Butchering animals is one of civilisation's oldest and most respected professions. Guilds were set up during the Middle Ages that specialised in the slaughter and preparation of animals. From using sharpened sticks to modern cleavers, butchers have always fed hungry carnivores.
Early Man's Butcher Shop
University of Miami scientists and underwater archaeologists discovered the remains of a butchered giant sloth at a Florida sinkhole. The remains are thought to be about 12,000 years old. An earlier discovery of a sharpened stick and tortoise remains had led them to believe the area was used as a butcher shop for early man.

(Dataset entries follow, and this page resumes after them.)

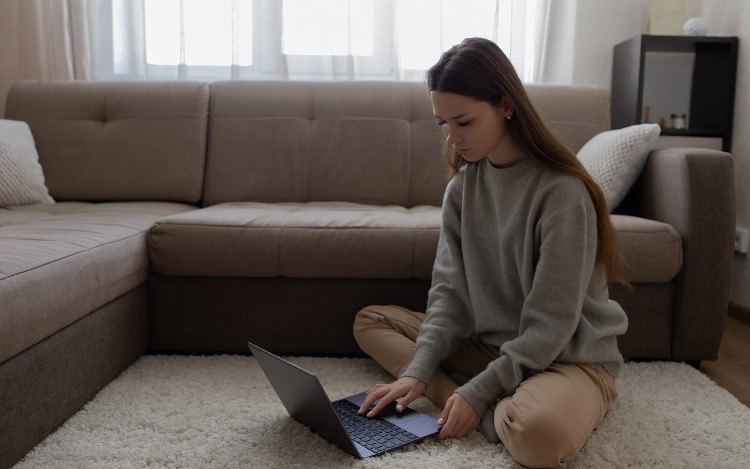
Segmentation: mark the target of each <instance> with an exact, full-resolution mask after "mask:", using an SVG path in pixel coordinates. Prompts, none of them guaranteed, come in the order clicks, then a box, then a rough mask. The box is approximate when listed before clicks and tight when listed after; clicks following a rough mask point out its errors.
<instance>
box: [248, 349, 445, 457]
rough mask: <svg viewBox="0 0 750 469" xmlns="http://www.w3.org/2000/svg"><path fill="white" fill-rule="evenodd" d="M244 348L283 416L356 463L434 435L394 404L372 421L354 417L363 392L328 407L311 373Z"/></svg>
mask: <svg viewBox="0 0 750 469" xmlns="http://www.w3.org/2000/svg"><path fill="white" fill-rule="evenodd" d="M247 345H248V347H250V350H251V351H252V352H253V355H254V356H255V357H256V359H257V360H258V363H259V364H260V367H261V369H262V370H263V373H265V375H266V377H267V378H268V381H270V382H271V386H273V389H274V390H275V391H276V394H277V395H278V396H279V399H281V402H282V403H283V404H284V407H286V410H287V412H289V415H291V416H292V417H293V418H294V419H295V420H297V421H299V422H301V423H302V424H304V425H306V426H307V427H309V428H310V429H311V430H312V431H313V432H315V433H317V434H318V435H320V436H322V437H323V438H325V439H326V440H328V441H329V442H331V443H333V444H334V445H336V446H338V447H339V448H341V449H342V450H344V451H346V452H347V453H349V454H351V455H352V456H354V457H356V458H367V457H370V456H376V455H378V454H383V453H385V452H388V451H392V450H394V449H397V448H401V447H404V446H406V445H410V444H412V443H416V442H418V441H422V440H424V439H425V438H428V437H430V436H434V435H436V434H437V433H438V432H439V431H440V427H439V426H438V424H437V421H436V420H435V419H434V418H432V417H430V416H428V415H424V414H422V413H419V412H417V411H415V410H412V409H409V408H406V409H404V411H403V412H397V411H396V403H395V402H394V403H391V404H390V405H388V406H386V408H385V409H383V410H382V411H381V412H380V413H379V414H378V416H377V417H375V418H368V417H366V416H364V415H359V414H358V411H359V408H360V406H361V405H362V403H363V402H364V401H365V398H366V397H367V393H366V392H362V393H359V394H355V395H353V396H349V397H345V398H343V399H339V400H337V401H334V402H331V400H330V399H329V398H328V395H327V394H326V392H325V390H323V386H322V385H321V384H320V381H318V378H317V376H315V375H314V374H313V373H311V372H309V371H307V370H305V369H304V368H301V367H299V366H297V365H295V364H294V363H291V362H289V361H287V360H285V359H283V358H281V357H279V356H277V355H274V354H273V353H271V352H268V351H267V350H264V349H262V348H260V347H258V346H257V345H255V344H253V343H250V342H248V344H247Z"/></svg>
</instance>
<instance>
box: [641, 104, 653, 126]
mask: <svg viewBox="0 0 750 469" xmlns="http://www.w3.org/2000/svg"><path fill="white" fill-rule="evenodd" d="M650 121H651V108H650V107H649V106H643V107H642V108H641V124H648V123H649V122H650Z"/></svg>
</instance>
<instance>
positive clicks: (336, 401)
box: [331, 399, 419, 453]
mask: <svg viewBox="0 0 750 469" xmlns="http://www.w3.org/2000/svg"><path fill="white" fill-rule="evenodd" d="M331 404H333V408H334V409H336V413H337V414H338V416H339V418H340V419H341V422H342V423H343V424H344V427H346V431H347V433H349V436H350V437H351V438H352V440H354V441H356V442H357V443H359V444H360V445H362V446H364V447H365V448H367V449H369V450H370V451H372V452H373V453H379V452H381V451H385V450H387V449H390V448H394V447H396V446H401V445H404V444H407V443H410V442H412V441H416V440H418V439H419V437H418V436H417V435H415V434H413V433H411V432H408V431H406V430H404V429H403V428H400V427H397V426H396V425H394V424H392V423H391V422H389V421H387V420H383V419H371V418H368V417H367V416H365V415H359V413H358V411H359V407H357V405H356V404H354V403H353V402H351V401H347V400H346V399H342V400H340V401H334V402H332V403H331Z"/></svg>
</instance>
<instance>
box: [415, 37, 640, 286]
mask: <svg viewBox="0 0 750 469" xmlns="http://www.w3.org/2000/svg"><path fill="white" fill-rule="evenodd" d="M427 88H428V89H429V91H440V92H446V93H456V94H460V95H464V96H468V97H471V98H474V99H478V100H481V101H485V102H488V103H490V104H491V105H493V106H500V105H501V102H502V99H503V97H506V100H507V101H506V102H508V101H509V103H510V107H511V109H512V110H513V117H512V118H511V119H510V120H506V121H505V122H506V123H507V126H508V132H509V133H510V135H511V136H512V138H513V141H514V142H515V143H516V145H518V147H519V148H520V149H521V150H522V151H523V152H525V153H526V154H528V155H532V156H534V157H536V158H537V159H538V160H539V161H541V162H542V163H543V164H544V165H545V166H547V167H549V168H551V169H552V170H554V171H558V172H560V173H564V174H569V175H572V176H574V177H576V178H578V179H580V180H581V181H582V182H583V184H584V186H585V187H586V190H587V191H588V193H589V195H590V196H591V200H592V201H593V203H594V208H595V210H596V220H597V221H596V228H597V239H598V243H597V252H596V257H597V261H599V262H601V263H602V264H603V265H604V271H605V274H606V277H607V281H608V283H610V284H611V283H613V282H617V283H620V284H623V285H625V286H628V283H627V281H626V280H625V279H624V278H623V277H622V275H621V274H620V271H619V269H620V264H621V262H622V253H621V251H620V245H619V242H618V239H617V234H616V232H615V230H614V228H613V227H612V223H611V220H610V217H609V208H608V207H607V202H606V200H605V198H604V193H603V192H602V190H601V188H600V187H599V185H598V184H597V183H596V182H594V180H593V179H592V178H591V176H590V175H589V173H588V171H586V169H585V168H584V167H583V165H582V164H581V162H580V161H579V160H578V158H577V157H576V155H575V153H573V151H572V150H571V149H570V148H568V147H567V146H566V145H565V144H564V143H562V141H560V139H558V138H557V137H556V136H555V135H554V134H553V133H552V131H551V130H550V129H549V127H547V124H545V122H544V121H543V120H542V118H541V116H540V115H539V113H538V112H537V111H536V109H535V108H534V106H533V105H532V104H531V101H530V99H529V96H528V94H527V93H526V89H525V88H524V86H523V83H522V82H521V79H520V78H519V77H518V74H517V73H516V71H515V69H514V68H513V65H512V64H511V62H510V60H508V57H506V55H505V54H504V53H503V51H502V50H500V48H499V47H498V46H497V44H495V43H494V42H492V41H490V40H488V39H483V38H468V39H464V40H463V41H462V42H461V43H460V44H457V45H455V46H453V47H452V48H451V49H449V50H448V51H446V52H445V53H443V55H442V56H441V57H440V60H439V61H438V62H437V63H436V64H435V65H433V66H432V68H430V69H429V70H428V71H427ZM443 155H444V157H445V158H446V161H447V163H448V165H449V166H450V167H451V174H452V175H455V174H456V173H457V172H458V170H459V169H460V168H461V167H462V166H463V165H464V164H466V160H464V159H463V158H462V157H461V155H460V154H458V152H456V151H455V150H454V149H452V148H451V147H450V146H449V145H447V142H446V144H445V145H444V146H443Z"/></svg>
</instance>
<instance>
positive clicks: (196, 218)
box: [148, 202, 440, 279]
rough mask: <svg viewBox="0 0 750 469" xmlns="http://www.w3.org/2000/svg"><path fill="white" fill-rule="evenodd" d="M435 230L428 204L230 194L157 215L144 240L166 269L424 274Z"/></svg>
mask: <svg viewBox="0 0 750 469" xmlns="http://www.w3.org/2000/svg"><path fill="white" fill-rule="evenodd" d="M439 232H440V208H439V207H433V206H425V205H423V206H417V207H412V208H404V207H400V206H373V205H363V204H355V203H348V202H310V203H296V202H295V203H292V202H285V203H275V204H269V203H258V202H235V203H225V204H219V205H214V206H211V207H208V208H204V209H201V210H196V211H194V212H189V213H182V214H177V215H173V216H170V217H166V218H164V219H162V220H159V222H158V223H156V224H155V225H154V226H153V227H152V228H151V230H150V233H149V240H148V248H149V258H150V260H151V266H152V270H153V271H154V272H156V273H158V274H162V275H171V276H208V277H267V278H270V277H292V278H294V277H296V278H385V279H402V278H403V279H411V278H417V279H429V278H430V277H431V274H432V265H433V262H434V259H435V251H436V248H437V240H438V237H439Z"/></svg>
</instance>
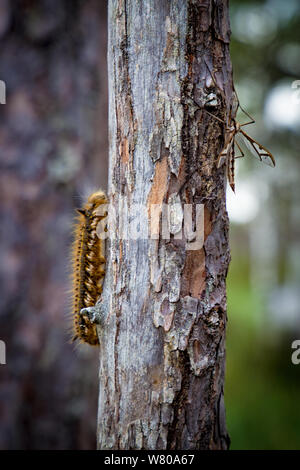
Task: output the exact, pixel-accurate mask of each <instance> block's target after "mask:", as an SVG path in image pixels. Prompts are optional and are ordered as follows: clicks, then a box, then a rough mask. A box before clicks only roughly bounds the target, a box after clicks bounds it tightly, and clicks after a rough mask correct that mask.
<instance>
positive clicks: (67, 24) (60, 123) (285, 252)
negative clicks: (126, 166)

Butcher Shop in Ancient Rome
In the late 1880s, the Museum of Antiquities in Dresden, Germany, displayed an ancient Roman relief of a butcher shop. The butcher was separating a rack of ribs with a cleaver. In his shop was a three legged chopping table and hooks with dressed meats. Among them were pork joints and favourites of the time like udders and boar's heads.
Butchers honoured their craftsmanship and often gathered in Butchers' Halls to sell their meats. The earliest reference was the mention of London's Ward of Farringdon Without in 975 A.D. The Worshipful Company of Butchers started in the 14th century and remains one of the UK's oldest guilds. Smithfield Market, a meat market for over 800 years, once had grassy plains that allowed livestock to be freshly slaughtered.